多分、自分が思っている以上に海斗のことが好きなんだと思う。
「そうだ!土曜日デート行くんだってね!」
翔くんがニヤニヤしながら言った。
「どうしてそれを」
まぁ、ご飯食べに行くだけで、デートでは無いんだけど。
「海斗の機嫌が良さそうだったからどうしたのか聞いてみたら土曜日雫と飯、行く。ってさ」
翔くんが笑いながら答えた。
機嫌が良かったのは試合に勝ったからだと思うけど。
「そうなんですね」
私は少し照れくさそうに答えた。
「あ、ちなみに海斗は青色が好きだよ」
翔くんが急に言った。
「え?」
急に、どうしてそんなことを言うんだろう。
「まぁ、彼女だから知ってるか」
翔くんが笑いながら言った。
青色が好きなことも知らなかったし、翔くんが急にそんなことを言い出す理由も分からなかった。
「どうして急に?」
私は不思議に思いながら尋ねた。
「いやぁ、色々迷ってるかなーっと思って」
迷うって何を…?
私は心の中で疑問を抱いた。
「何をですか?」
「海斗の誕生日プレゼントだよー」
…ん?
い、今なんて、
「誕、生日…?」
私は驚いて言葉を詰まらせた。
「え、もしかして…」
翔くんが驚いたように言った。
「知らなかった…」
私は呆然とした。
「えぇ。
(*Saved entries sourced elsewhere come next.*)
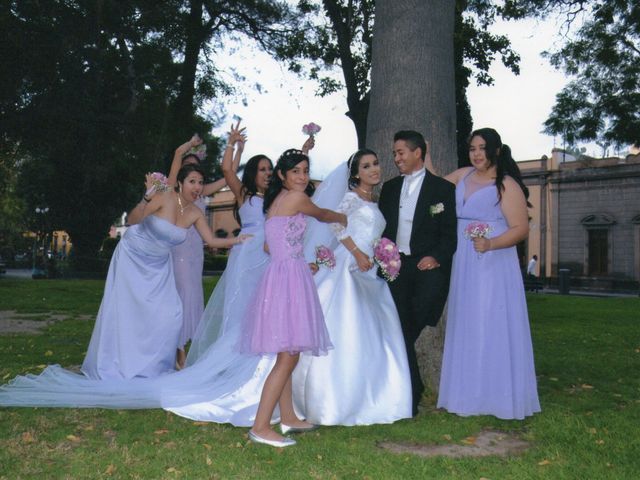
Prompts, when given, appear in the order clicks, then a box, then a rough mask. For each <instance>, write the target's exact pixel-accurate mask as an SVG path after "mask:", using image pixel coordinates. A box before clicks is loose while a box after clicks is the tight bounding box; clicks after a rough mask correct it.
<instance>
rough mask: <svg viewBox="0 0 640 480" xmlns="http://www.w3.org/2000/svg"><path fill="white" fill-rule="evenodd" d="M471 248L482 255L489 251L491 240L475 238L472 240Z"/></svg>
mask: <svg viewBox="0 0 640 480" xmlns="http://www.w3.org/2000/svg"><path fill="white" fill-rule="evenodd" d="M473 248H474V249H475V250H476V252H478V253H484V252H488V251H489V250H491V239H489V238H485V237H476V238H474V239H473Z"/></svg>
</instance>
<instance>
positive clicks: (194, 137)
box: [189, 133, 202, 148]
mask: <svg viewBox="0 0 640 480" xmlns="http://www.w3.org/2000/svg"><path fill="white" fill-rule="evenodd" d="M189 144H190V145H191V148H193V147H197V146H198V145H202V138H200V135H198V134H197V133H194V134H193V137H191V140H189Z"/></svg>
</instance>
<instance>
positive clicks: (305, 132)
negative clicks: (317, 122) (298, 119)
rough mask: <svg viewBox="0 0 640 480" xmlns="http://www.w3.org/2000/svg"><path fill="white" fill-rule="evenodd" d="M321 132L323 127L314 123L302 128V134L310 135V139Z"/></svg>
mask: <svg viewBox="0 0 640 480" xmlns="http://www.w3.org/2000/svg"><path fill="white" fill-rule="evenodd" d="M320 130H322V127H321V126H320V125H318V124H317V123H313V122H311V123H307V124H306V125H303V126H302V133H304V134H305V135H309V136H310V137H313V136H314V135H315V134H316V133H318V132H319V131H320Z"/></svg>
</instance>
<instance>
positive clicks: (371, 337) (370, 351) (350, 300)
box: [293, 192, 411, 425]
あいつ、彼女にそんな大事なことも言わなかったなんて。自分で言うのが恥ずかしかったのか?」
そう言ってため息をついた。
「土曜日、誕生日なんですか、?」
私は信じられない気持ちで尋ねた。
「そうなんだよ。俺はてっきりそれでデートするのかと、」
誕生日なら誕生日って教えてよ!
私は心の中で叫んだ。
「私、何も考えてなかった、」
私は焦りと後悔で胸がいっぱいになった。
「まぁ、海斗が何も言わずにデートに誘ったってことは、雫ちゃんと一緒に居られればそれでいいってそういうことだと思うけど…」
翔くんが優しく言った。
私はその言葉に少し救われた気がした。
そう言ってくれるけど、
海斗のことだから…
多分、自分の誕生日を忘れてるだけだと思う。
なんやかんや私も助けてもらってるし、プレゼント準備してやるか。
それに、好きな人の誕生日を二人きりで祝えるのが嬉しかった。